Liderança situacional: o que é, estilos e benefícios

Em um ambiente de trabalho cada vez mais diverso, liderar pode ser uma tarefa desafiadora. Afinal, como definir o melhor estilo de liderança para um time de pessoas com diferentes níveis de experiência, por exemplo? É neste contexto que o conceito de liderança situacional é útil. 

Neste artigo, você vai entender o que é liderança situacional, seus estilos e as vantagens que ela pode trazer para sua equipe.  

Boa leitura! 

O que é liderança situacional? 

Em primeiro lugar, vamos entender o que é liderança situacional. 
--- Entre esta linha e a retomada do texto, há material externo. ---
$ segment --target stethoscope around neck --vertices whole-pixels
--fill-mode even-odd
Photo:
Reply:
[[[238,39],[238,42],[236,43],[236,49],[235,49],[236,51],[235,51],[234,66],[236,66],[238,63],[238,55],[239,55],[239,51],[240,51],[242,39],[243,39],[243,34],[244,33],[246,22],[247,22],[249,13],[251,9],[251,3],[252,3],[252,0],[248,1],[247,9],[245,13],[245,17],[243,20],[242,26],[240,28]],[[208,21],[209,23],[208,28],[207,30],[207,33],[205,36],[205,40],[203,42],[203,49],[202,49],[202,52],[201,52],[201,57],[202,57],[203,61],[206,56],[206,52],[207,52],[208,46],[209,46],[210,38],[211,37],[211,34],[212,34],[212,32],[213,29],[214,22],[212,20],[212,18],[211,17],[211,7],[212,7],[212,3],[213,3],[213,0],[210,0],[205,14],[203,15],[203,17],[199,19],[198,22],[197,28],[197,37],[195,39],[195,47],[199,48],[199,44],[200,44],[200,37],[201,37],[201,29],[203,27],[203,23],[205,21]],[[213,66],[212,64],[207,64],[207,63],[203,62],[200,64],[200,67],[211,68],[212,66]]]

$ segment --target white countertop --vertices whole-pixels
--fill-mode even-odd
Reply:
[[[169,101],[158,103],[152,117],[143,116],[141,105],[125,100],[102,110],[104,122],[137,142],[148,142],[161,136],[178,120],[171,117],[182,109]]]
Criado por Paul Hersey e Ken Blanchard, o modelo de liderança situacional parte do princípio de que não existe um “melhor” estilo de liderança. 

Aqui, a ideia é que uma liderança eficiente depende da situação, especificamente do nível de maturidade e desenvolvimento da equipe ou do colaborador em relação a uma tarefa específica. 

Assim, em vez de se prender a uma única abordagem, seja ela autocrática ou democrática, por exemplo, o líder situacional é como um camaleão.

Ou seja, ele avalia constantemente as necessidades de seus liderados e ajusta seu comportamento, alternando entre dar ordens, orientar, apoiar ou delegar.  

Essa flexibilidade na liderança é fundamental para extrair o melhor de cada pessoa, promovendo, assim, o desenvolvimento contínuo e otimizando a gestão de equipes para alcançar melhores resultados. 

Os estilos de liderança situacional 

A teoria da liderança situacional define quatro estilos principais, que são combinações de dois comportamentos básicos do líder: o comportamento de direção (foco na tarefa) e o comportamento de apoio (foco no relacionamento).

Assim, um líder situacional precisa dominar todos eles para aplicá-los no momento certo. 

Entenda mais sobre cada estilo: 

1. Estilo de Direção 

Em primeiro lugar, temos o Estilo de Direção (E1).

Ele é caracterizado por um alto foco na tarefa e baixo foco no relacionamento.  

Aqui, o líder define os papéis, dita o que, como, quando e onde fazer as tarefas, e supervisiona de perto a execução. A comunicação é principalmente unilateral, do líder para o liderado. 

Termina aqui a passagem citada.